First, the hon. Lady is absolutely right to raise this issue. I can assure her that we are doing everything we can working not just across parties, but with a number of groups that have a lot to contribute. We have already made a commitment to work with the all-party parliamentary group. The Under-Secretary of State for the Home Department, my hon. Friend the Member for Louth and Horncastle (Victoria Atkins), is doing just that, and we are very happy to listen to its suggestions.
My right hon. Friend will be aware that, often in restraining suspects with knives, service animals such as police dogs are injured. It is very welcome that the Government are supporting my private Member’s Bill, the Animal Welfare (Service Animals) Bill, but does he agree that the recent consultation by the Secretary of State for the Environment is also an important step forward in trying to increase the sentence so that this sort of knife crime is really put down?
I very much agree with my right hon. and learned Friend. I would like to see an increase in sentencing for those who engage in terrible cruelty to animals. May I also take this opportunity to thank him for his Bill and say that we are very happy to support it?
I am sure that the Home Secretary does not want to trivialise this issue, but the fact of the matter is that the real concern—the deep roots of this issue—is very often the emergence of gangs in all of our towns and cities and in our schools. What will we do to combat not just knife crime, but the gangs that seem to promote it?
Again, this is an important issue in this debate. There is a lot more that we can do both in Government and in working with other organisations, including community organisations, especially in terms of early intervention and prevention. The funding that was allocated, such as the £11 million on early intervention and youth grants, will make a difference as will the new national centre to co-ordinate action based on county lines.
I wonder whether the Home Secretary has decided to accept the suggested amendments that I made on Second Reading of the Offensive Weapons Bill, not least the one where, currently, the offence of threatening somebody with a knife applies only to public places. Does he agree that the offence of threatening with a knife should apply to everywhere it is done, including in private places as well?

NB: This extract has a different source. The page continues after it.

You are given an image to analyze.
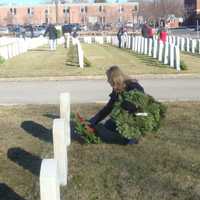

I remember that debate very well. I thought that my hon. Friend made a thoughtful and valuable contribution. I listened carefully to the suggestion he made then, which is why I am considering it.
The law governing what type of knife people can buy across the counter in Scotland is different from the law in England, yet a knife can kill regardless of whether it is English or Scottish. What discussions has the Home Secretary had with the Scottish Government with a view to bringing these laws more into line?
We have been having extensive discussions with the Government in Scotland, and they have indicated that they will be supporting the measures in the Bill through a legislative consent motion.
Knife crime is often associated with county lines. I asked the Security Minister at a recent Home Office questions how the national county lines co-ordination centre was to be funded and was told that it would be through the police transformation fund. I then received a letter saying that
“it does not come from the Police Transformation Fund…and I apologise if this is the impression given.”
But the same letter says that
“projects and programmes funded through the PTF will support the strategy’s aims.”
So how are the Government funding their anti-county lines programme? Is it all from new resources or not?
First, I hope that the hon. Gentleman recognises the importance of dealing with the whole issue of county lines and welcomes the new co-ordination centre. It will be funded through the commitment of £40 million into the serious violence strategy, and the centre’s funding specifically will be £3.6 million over the next two years.